ロシアのウクライナ侵攻という信じられないくらい20世紀的な出来事が進行中の今思えば
あの東西ドイツ対立の終息は奇跡だったとしか考えられない。
1989年11月
事実上の東西往来自由化と取れる発言をきっかけに国民によってベルリンの壁が崩壊。
1990年8月
東西ドイツ統一
同9月
東ドイツがワルシャワ機構脱退
そしてドイツとしてNATO残留が決定。
これらはソビエトがゴルバチョフの時代だったからかなえる事が出来たのだというのは、今のプーチン氏の所業見ても明らか。
その後ゴルバチョフ氏の引退とともにソビエト社会主義共和国連邦は終わりを告げ ロシアの時代へ。

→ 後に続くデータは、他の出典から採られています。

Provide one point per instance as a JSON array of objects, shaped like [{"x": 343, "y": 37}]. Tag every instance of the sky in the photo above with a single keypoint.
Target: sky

冷戦は終結し、世界は平和へまた一歩近づいたとばかり思っていた呑気な20世紀末、、、と思ったのも束の間
2001年
21世紀に入って速攻で911テロ
アラブ諸国とユダヤ系アメリカの過酷な小競り合いが開始
ISILは事実上の壊滅状態にあるとは言えまだまだ油断ならない。
だが 今の日本にとって脅威は
ロシアと中国。
アメリカが まったく介入しない事が明白になりウクライナのゼレンスキー氏は孤軍奮闘。
経済制裁のみにとどまるしかない世界を横目に日々悲惨な映像がネットを賑わす中、日本は自国の防衛は自国でという意見が確実に増えているように思う。
せめて
せめてこのウクライナ侵攻よりは前に見たい映画だった。
ベルリンの壁と母への愛
ベルリンの壁崩壊(=共産主義から資本主義社会への移行)という歴史的イベントを、一つの家族の視点から、心温まるライトなエンタメに昇華した良作だと思った。
主人公の母親を思う気持ちが深い。母の体を案ずるあまり、現実を隠し続ける。その嘘が、母親の尽くした東ドイツへのノスタルジーをベースに理想化しているのが優しいな、と思った。母の告白に一言もなじらなかったのも。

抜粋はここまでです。